Adult neurogenesis modifies excitability of the dentate gyrus

Taruna Ikrar, Nannan Guo, Kaiwen He, Antoine Besnard, Sally Levinson, Alexis Hill, Hey-Kyoung Lee, Rene Hen, Xiangmin Xu, Amar Sahay

Research output: Contribution to journalArticle

Abstract

Adult-born dentate granule neurons contribute to memory encoding functions of the dentate gyrus (DG) such as pattern separation. However, local circuit-mechanisms by which adult-born neurons partake in this process are poorly understood. Computational, neuroanatomical and electrophysiological studies suggest that sparseness of activation in the granule cell layer (GCL) is conducive for pattern separation. A sparse coding scheme is thought to facilitate the distribution of similar entorhinal inputs across the GCL to decorrelate overlapping representations and minimize interference. Here we used fast voltage-sensitive dye (VSD) imaging combined with laser photostimulation and electrical stimulation to examine how selectively increasing adult DG neurogenesis influences local circuit activity and excitability. We show that DG of mice with more adult-born neurons exhibits decreased strength of neuronal activation and more restricted excitation spread in GCL while maintaining effective output to CA3c. Conversely, blockade of adult hippocampal neurogenesis changed excitability of the DG in the opposite direction. Analysis of GABAergic inhibition onto mature dentate granule neurons in the DG of mice with more adult-born neurons shows a modest readjustment of perisomatic inhibitory synaptic gain without changes in overall inhibitory tone, presynaptic properties or GABAergic innervation pattern. Retroviral labeling of connectivity in mice with more adult-born neurons showed increased number of excitatory synaptic contacts of adult-born neurons onto hilar interneurons.

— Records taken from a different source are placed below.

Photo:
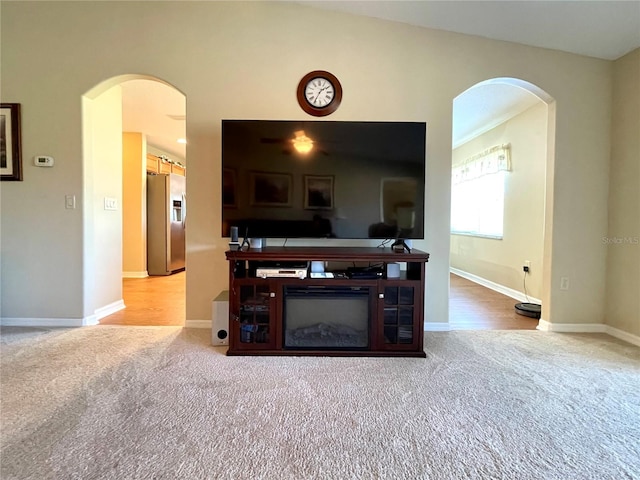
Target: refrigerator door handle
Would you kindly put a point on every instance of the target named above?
(184, 210)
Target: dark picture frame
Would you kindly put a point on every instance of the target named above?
(10, 142)
(318, 192)
(229, 188)
(269, 189)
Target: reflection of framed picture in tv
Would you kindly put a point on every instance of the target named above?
(10, 155)
(318, 192)
(229, 188)
(270, 189)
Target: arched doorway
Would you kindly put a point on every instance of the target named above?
(115, 187)
(519, 116)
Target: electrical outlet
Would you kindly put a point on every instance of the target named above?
(70, 201)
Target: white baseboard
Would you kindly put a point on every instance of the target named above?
(509, 292)
(197, 324)
(437, 327)
(64, 322)
(144, 274)
(109, 309)
(546, 326)
(48, 322)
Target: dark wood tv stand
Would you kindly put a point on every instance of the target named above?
(346, 316)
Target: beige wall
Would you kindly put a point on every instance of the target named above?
(134, 205)
(501, 261)
(623, 237)
(102, 182)
(243, 60)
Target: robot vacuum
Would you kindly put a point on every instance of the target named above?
(528, 309)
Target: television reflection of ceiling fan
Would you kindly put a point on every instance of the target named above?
(299, 143)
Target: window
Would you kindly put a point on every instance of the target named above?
(477, 193)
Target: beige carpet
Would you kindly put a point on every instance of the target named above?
(111, 402)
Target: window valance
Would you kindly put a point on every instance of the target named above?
(492, 160)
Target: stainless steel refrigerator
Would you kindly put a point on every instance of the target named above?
(166, 216)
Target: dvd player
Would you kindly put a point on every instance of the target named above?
(271, 272)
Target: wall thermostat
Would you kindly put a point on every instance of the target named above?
(43, 161)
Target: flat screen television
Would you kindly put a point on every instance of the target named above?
(358, 180)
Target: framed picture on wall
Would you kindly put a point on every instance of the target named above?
(318, 192)
(10, 147)
(270, 189)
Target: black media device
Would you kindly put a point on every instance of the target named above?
(360, 180)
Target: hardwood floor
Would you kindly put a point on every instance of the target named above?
(161, 301)
(474, 307)
(151, 301)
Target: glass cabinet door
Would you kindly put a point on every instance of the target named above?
(398, 315)
(254, 322)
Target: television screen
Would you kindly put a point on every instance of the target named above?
(323, 179)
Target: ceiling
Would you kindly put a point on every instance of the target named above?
(601, 29)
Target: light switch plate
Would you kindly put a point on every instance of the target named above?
(110, 203)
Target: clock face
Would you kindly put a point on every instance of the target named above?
(319, 92)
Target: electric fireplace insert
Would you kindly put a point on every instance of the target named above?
(326, 317)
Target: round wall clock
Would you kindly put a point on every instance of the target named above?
(319, 93)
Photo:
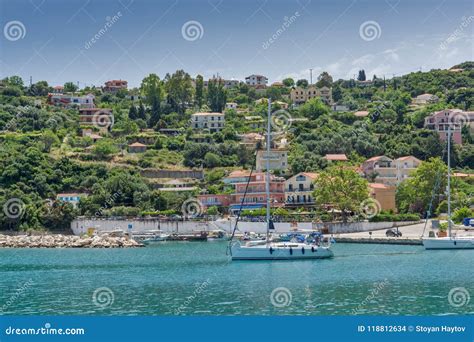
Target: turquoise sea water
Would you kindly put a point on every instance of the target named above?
(198, 279)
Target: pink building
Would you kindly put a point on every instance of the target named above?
(456, 118)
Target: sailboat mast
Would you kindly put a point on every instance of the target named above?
(267, 176)
(449, 179)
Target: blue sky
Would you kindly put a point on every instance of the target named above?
(146, 36)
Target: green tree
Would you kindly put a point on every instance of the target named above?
(324, 80)
(179, 90)
(216, 95)
(141, 112)
(314, 108)
(288, 82)
(427, 183)
(342, 188)
(152, 89)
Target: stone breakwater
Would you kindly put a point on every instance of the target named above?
(66, 241)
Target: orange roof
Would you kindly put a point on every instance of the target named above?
(340, 157)
(238, 174)
(310, 174)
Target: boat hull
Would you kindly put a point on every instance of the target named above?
(280, 252)
(448, 243)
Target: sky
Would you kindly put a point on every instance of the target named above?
(91, 42)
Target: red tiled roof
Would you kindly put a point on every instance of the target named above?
(137, 144)
(340, 157)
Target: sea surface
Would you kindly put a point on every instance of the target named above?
(197, 278)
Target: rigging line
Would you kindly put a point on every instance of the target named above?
(240, 209)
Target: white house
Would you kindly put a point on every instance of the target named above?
(214, 122)
(231, 105)
(278, 159)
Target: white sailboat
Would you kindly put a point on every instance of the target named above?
(449, 242)
(266, 249)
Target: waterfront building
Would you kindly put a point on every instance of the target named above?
(68, 100)
(136, 147)
(299, 190)
(278, 159)
(424, 99)
(300, 95)
(382, 169)
(384, 194)
(71, 197)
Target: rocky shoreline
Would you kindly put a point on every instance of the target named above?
(66, 241)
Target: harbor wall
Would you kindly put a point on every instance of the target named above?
(83, 225)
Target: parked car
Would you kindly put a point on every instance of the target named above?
(393, 232)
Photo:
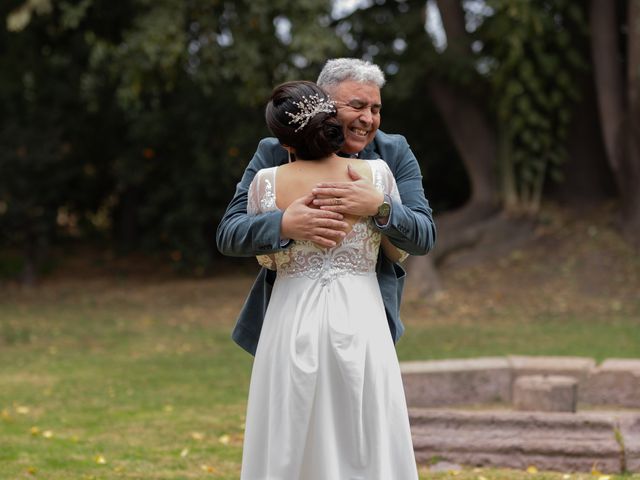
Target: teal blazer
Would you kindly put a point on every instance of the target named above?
(410, 228)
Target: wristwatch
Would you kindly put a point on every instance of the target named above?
(385, 207)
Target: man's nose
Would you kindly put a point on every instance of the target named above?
(366, 116)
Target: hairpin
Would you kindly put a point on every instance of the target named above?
(308, 107)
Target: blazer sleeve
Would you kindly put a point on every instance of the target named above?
(240, 234)
(410, 227)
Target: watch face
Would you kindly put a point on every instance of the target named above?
(384, 210)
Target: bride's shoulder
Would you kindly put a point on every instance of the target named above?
(378, 165)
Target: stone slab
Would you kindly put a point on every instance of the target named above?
(576, 367)
(616, 382)
(441, 383)
(629, 428)
(545, 393)
(554, 441)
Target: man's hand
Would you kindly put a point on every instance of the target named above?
(359, 198)
(301, 221)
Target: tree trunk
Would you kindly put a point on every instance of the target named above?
(609, 78)
(620, 121)
(587, 176)
(631, 169)
(470, 130)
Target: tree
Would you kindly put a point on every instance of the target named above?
(619, 99)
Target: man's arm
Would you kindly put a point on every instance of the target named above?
(410, 226)
(243, 235)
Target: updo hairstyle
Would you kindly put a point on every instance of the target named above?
(321, 136)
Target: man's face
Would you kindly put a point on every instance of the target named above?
(358, 106)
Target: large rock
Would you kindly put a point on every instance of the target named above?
(550, 441)
(545, 393)
(457, 382)
(576, 367)
(615, 382)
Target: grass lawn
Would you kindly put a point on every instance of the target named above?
(132, 378)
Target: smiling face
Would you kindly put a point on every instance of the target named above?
(358, 106)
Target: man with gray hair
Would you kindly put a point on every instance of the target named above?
(355, 86)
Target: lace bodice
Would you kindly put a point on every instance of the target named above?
(357, 254)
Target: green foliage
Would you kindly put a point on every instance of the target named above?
(534, 50)
(133, 121)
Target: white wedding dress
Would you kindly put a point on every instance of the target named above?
(326, 400)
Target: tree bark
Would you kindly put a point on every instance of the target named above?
(470, 130)
(631, 169)
(619, 104)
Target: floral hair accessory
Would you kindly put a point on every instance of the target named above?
(309, 107)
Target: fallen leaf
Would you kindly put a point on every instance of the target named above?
(208, 468)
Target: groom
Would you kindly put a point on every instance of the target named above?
(355, 87)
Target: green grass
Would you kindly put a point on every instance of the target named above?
(136, 380)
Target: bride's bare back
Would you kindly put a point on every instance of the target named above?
(297, 179)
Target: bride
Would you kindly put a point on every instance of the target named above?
(326, 400)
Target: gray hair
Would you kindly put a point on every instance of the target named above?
(338, 70)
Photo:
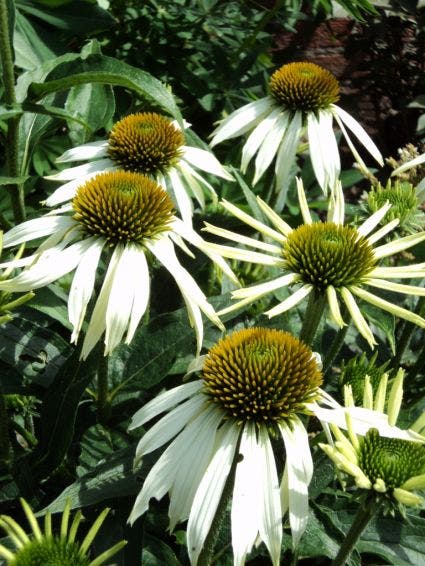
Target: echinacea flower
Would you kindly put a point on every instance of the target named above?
(50, 549)
(254, 385)
(147, 143)
(127, 219)
(326, 260)
(394, 468)
(302, 99)
(412, 169)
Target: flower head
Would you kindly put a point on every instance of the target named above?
(302, 99)
(328, 259)
(126, 218)
(404, 205)
(147, 143)
(49, 549)
(253, 384)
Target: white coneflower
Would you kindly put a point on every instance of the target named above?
(147, 143)
(46, 548)
(302, 98)
(325, 259)
(125, 217)
(254, 385)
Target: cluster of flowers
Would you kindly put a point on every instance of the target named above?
(117, 212)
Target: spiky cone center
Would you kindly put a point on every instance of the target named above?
(325, 254)
(304, 86)
(50, 551)
(403, 200)
(390, 459)
(122, 207)
(145, 143)
(261, 375)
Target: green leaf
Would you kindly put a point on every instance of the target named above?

Together, these studies demonstrate that adult hippocampal neurogenesis modifies excitability of mature dentate granule neurons and that this non-cell autonomous effect may be mediated by local circuit mechanisms such as excitatory drive onto hilar interneurons. Modulation of DG excitability by adult-born dentate granule neurons may enhance sparse coding in the GCL to influence pattern separation.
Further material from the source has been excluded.